Cybersecurity company Cato Networks, valued at more than $1 billion, is also on the list, after relocating from Alpharetta, Georgia, to San Jose.

These companies join payroll and compliance platform startup Deel, travel tech company TripActions, accounts payable fintech firm Tipalti, cybersecurity startup Wiz, and payments platform Rapyd as some of the California-based companies already on the USIBA list from previous years, and whose valuations have shot up over the past year.

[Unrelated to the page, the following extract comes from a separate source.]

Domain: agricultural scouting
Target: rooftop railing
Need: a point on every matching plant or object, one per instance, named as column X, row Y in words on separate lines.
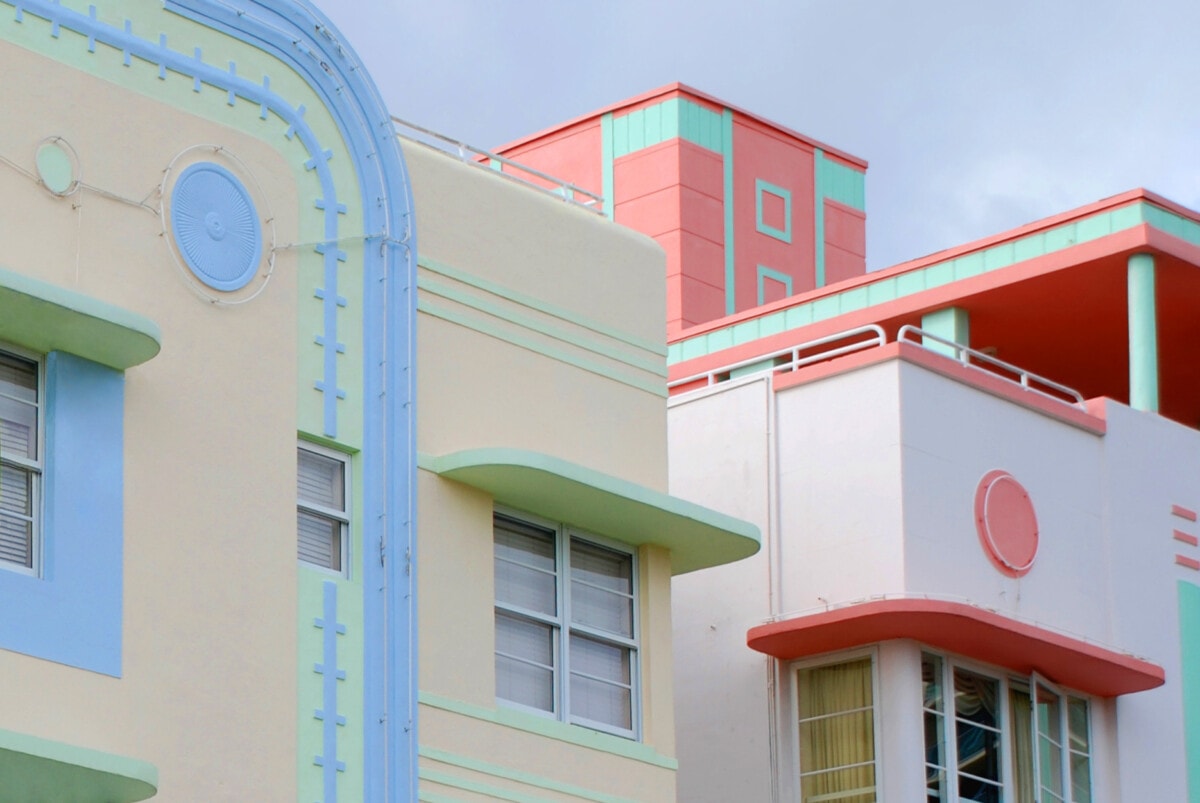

Deel’s value went up from $1.3 billion in April 2021 to $5.5 billion today; Wiz is valued at $6 billion, up from $1.3 billion in under a year, according to the report.

California also lost several Israeli-founded unicorns to IPOs including insurance tech company Hippo; Innoviz, a maker of sensors for self-driving cars; and cybersecurity company SentinelOne

Cloud security company Orca Security, which increased its valuation from $1.2 to $1.8 billion, outgrew its Los Angeles office and moved to Portland, Oregon in December, according to the report.

In San Francisco specifically, Israeli-founded tech unicorns increased from eight last April to 12 this year. The city now has the second-largest group of Israeli-founded unicorns in US cities after New York (and outside of Tel Aviv).

2021 was a record year for Israeli tech companies, with over $25 billion in raised funding, as well as close to 200 tech exits (including mergers and acquisitions and IPOs), shattering all previous records.

However, many of the companies that listed their shares publicly have since taken a battering, with tech valuations tumbling in recent months

Analysts have warned of a market correction in 2022.